Saturday, June 15, 2024

IBM AIU (MMA) and Equitus.ai KGNN







Dorilton Capital and Stephens (DCS) can interact with International Investment and Banking Relationships by partnering with IBM, Equitus.ai and Williams Race Engineering to developing a Advanced Racing Ai platform.  Enhancing business intelligence and focusing efficient use of capital.




There are 2 main types of knowledge graphs: Property and Semantic


1. Property Graphs:

Property graphs generally comprise three elements:

- Nodes (representing entities or instances)

- Edges (representing relationships between nodes)

- Properties (representing attributes of nodes and edges)


Property graphs are commonly used in areas like social networks, recommendation systems, and fraud detection.


2. Semantic Knowledge Graphs (RDF Graphs):

Semantic knowledge graphs, also known as RDF graphs, are based on the Resource Description Framework (RDF) data model. They consist of:

- Entities (represented by URIs or blank nodes)

- Properties (representing relationships between entities)

- Literals (representing values like strings, numbers, dates)

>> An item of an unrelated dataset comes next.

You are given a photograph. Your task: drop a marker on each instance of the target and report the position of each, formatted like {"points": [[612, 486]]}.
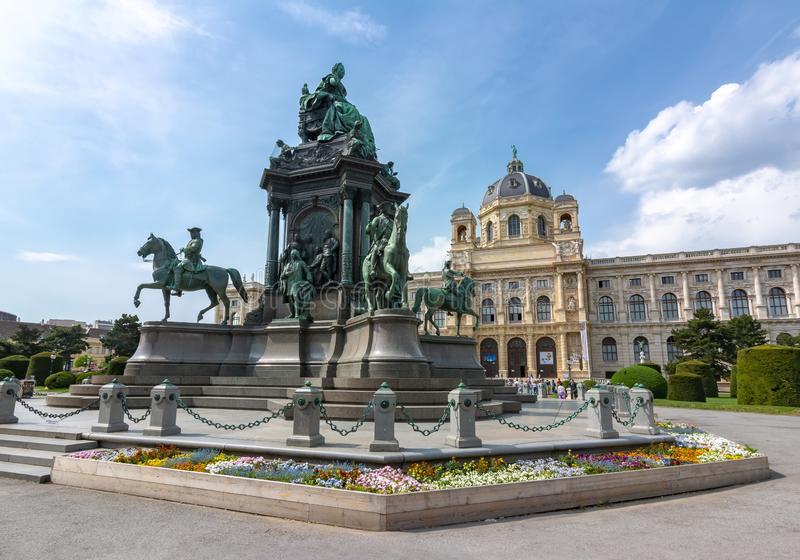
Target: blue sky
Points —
{"points": [[675, 124]]}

Semantic knowledge graphs are designed to represent knowledge in a way that can be processed by machines, enabling reasoning and inference. They are often used in areas like linked open data, question answering, and scientific research.

The key differences are:

- Property graphs focus on representing instances and their relationships, while semantic knowledge graphs aim to represent conceptual knowledge and ontologies.

- Property graphs have a more flexible schema, while semantic knowledge graphs strictly follow the RDF data model and ontologies.

- Semantic knowledge graphs enable advanced reasoning and inference capabilities based on formal semantics and ontologies.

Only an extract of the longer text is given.